If $X$ is a scheme and $Z$ an irreducible closed subset, then $\exists\,\xi\in Z$ with $Z=\overline{\{\xi\}}$
Here is my attempt:
Let $X=\bigcup_i U_i$ be an open affine cover. Since $Z$ is irreducible, then $Z\cap U_i$ is a closed irreducible subset of the affine scheme $U_i$. This means there is a prime ideal $\mathfrak{p}_i\in U_i$ such that $Z\cap U_i=V_i(\mathfrak{p}_i)$ (where $V_i(I):=\{\mathfrak{p}\in U_i\mid \mathfrak{p}\supset I\}$)
On the other hand, $V_i(\mathfrak{p}_i)=\overline{\{\mathfrak{p}_i\}}^{U_i}$ (closure in $U_i$) or, equivalently, $V_i(\mathfrak{p}_i)=\overline{\{\mathfrak{p}_i\}}\cap U_i$. Therefore:
$$Z=\bigcup_iZ\cap U_i=\bigcup_i\overline{\{\mathfrak{p}_i\}}\cap U_i\subset\bigcup_i\overline{\{\mathfrak{p}_i\}}$$
Conversely, since $\mathfrak{p}_i\in Z$, then $\overline{\{\mathfrak{p}_i\}}\subset Z$ for all $i$, so $\bigcup_i\overline{\{\mathfrak{p}_i\}}\subset Z$ and:
$$Z=\bigcup_i\overline{\{\mathfrak{p}_i\}}$$
By irreducibility of $Z$, we have $Z=\overline{\{\mathfrak{p}_i\}}$ for some $i$. $_\blacksquare$
Is this correct?
I'm not sure about the conclusion since the union may be infinite, which made me suspicious.
Best Answer
I'll write down how I fixed the final argument using KReiser's suggestion.

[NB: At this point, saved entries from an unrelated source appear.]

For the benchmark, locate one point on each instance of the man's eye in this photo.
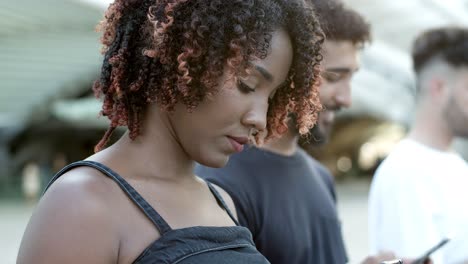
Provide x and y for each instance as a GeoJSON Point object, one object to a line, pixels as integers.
{"type": "Point", "coordinates": [244, 87]}
{"type": "Point", "coordinates": [331, 76]}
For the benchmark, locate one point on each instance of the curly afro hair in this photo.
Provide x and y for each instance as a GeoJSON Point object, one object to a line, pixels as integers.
{"type": "Point", "coordinates": [448, 43]}
{"type": "Point", "coordinates": [174, 51]}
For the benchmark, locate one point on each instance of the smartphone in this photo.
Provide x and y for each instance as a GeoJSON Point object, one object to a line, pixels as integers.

In case $X$ is affine, $X$ is an affine open cover of itself, so $Z=V(\mathfrak{p})=\overline{\{\mathfrak{p}\}}$ for some $\mathfrak{p}\in X$ (notice that here $V(\mathfrak{p})$ is merely a set, not a scheme). Such $\mathfrak{p}$ is unique because $V(\mathfrak{p})=V(\mathfrak{p}')\Leftrightarrow \mathfrak{p}=\mathfrak{p}'$, since $\mathfrak{p},\mathfrak{p}'$ are prime. So we have proven:
Lemma: every irreducible closed subset of an affine scheme has a unique generic point.

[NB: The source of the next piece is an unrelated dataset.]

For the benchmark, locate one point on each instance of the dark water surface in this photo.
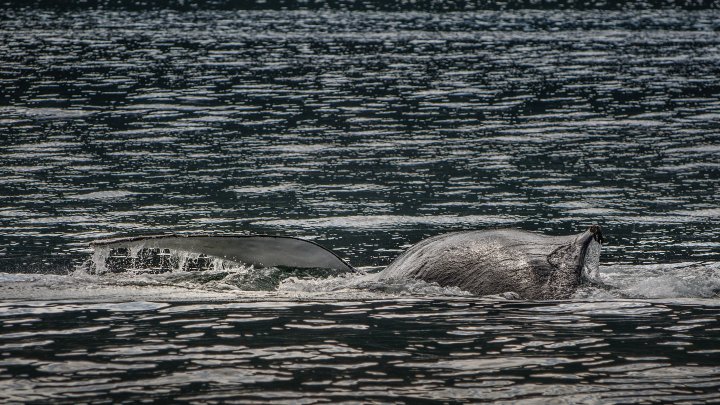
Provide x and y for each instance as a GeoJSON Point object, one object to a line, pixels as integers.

Now suppose $X$ is any scheme. For simplicity, assume $Z\cap U_i\neq\emptyset$ for every affine open $U_i$ in the cover.
We already know that $Z\cap U_i=\overline{\{\mathfrak{p}_i\}}\cap U_i$ for some $\mathfrak{p}_i\in U_i$.
Claim: $\mathfrak{p}_i\in U_i\cap U_j$ for all $i,j$.
Proof: Suppose $\mathfrak{p}_i\notin U_j$. Then $\mathfrak{p}_i$ is in $U_i\setminus U_j$, which is closed in $U_i$, therefore $\overline{\{\mathfrak{p}_i\}}\cap U_i\subset U_i\setminus U_j$. Consequently $Z\cap U_i\cap U_j=\overline{\{\mathfrak{p}_i\}}\cap U_i\cap U_j=\emptyset$. On the other hand, $Z$ is irreducible and $Z\cap U_i$ and $Z\cap U_j$ are nonempty open sets of $Z$, so their intersection $Z\cap U_i\cap U_j$ is nonempty (contradiction). $\blacksquare$
Now take an affine open set $V$ such that $\mathfrak{p}_i\in V\subset U_i\cap U_j$. Notice that: $$\overline{\{\mathfrak{p}_i\}}\cap V=(Z\cap U_i\cap U_j)\cap V=\overline{\{\mathfrak{p}_j\}}\cap V$$
Since $V$ is affine, $\mathfrak{p}_i=\mathfrak{p}_j$ by the lemma. We might as well write $\mathfrak{p}=\mathfrak{p}_i$ for all $i$, so
$$Z=\bigcup_i\overline{\{\mathfrak{p}_i\}}=\overline{\{\mathfrak{p}\}}$$
Finally, if $\exists\,\mathfrak{p}'$ with $Z=\overline{\{\mathfrak{p}'\}}$, then $\overline{\{\mathfrak{p}'\}}\cap U_i=\overline{\{\mathfrak{p}_i\}}\cap U_i$ for any $i$. Since $U_i$ is affine, by the lemma, $\mathfrak{p}'=\mathfrak{p}_i=\mathfrak{p}\,\,_\blacksquare$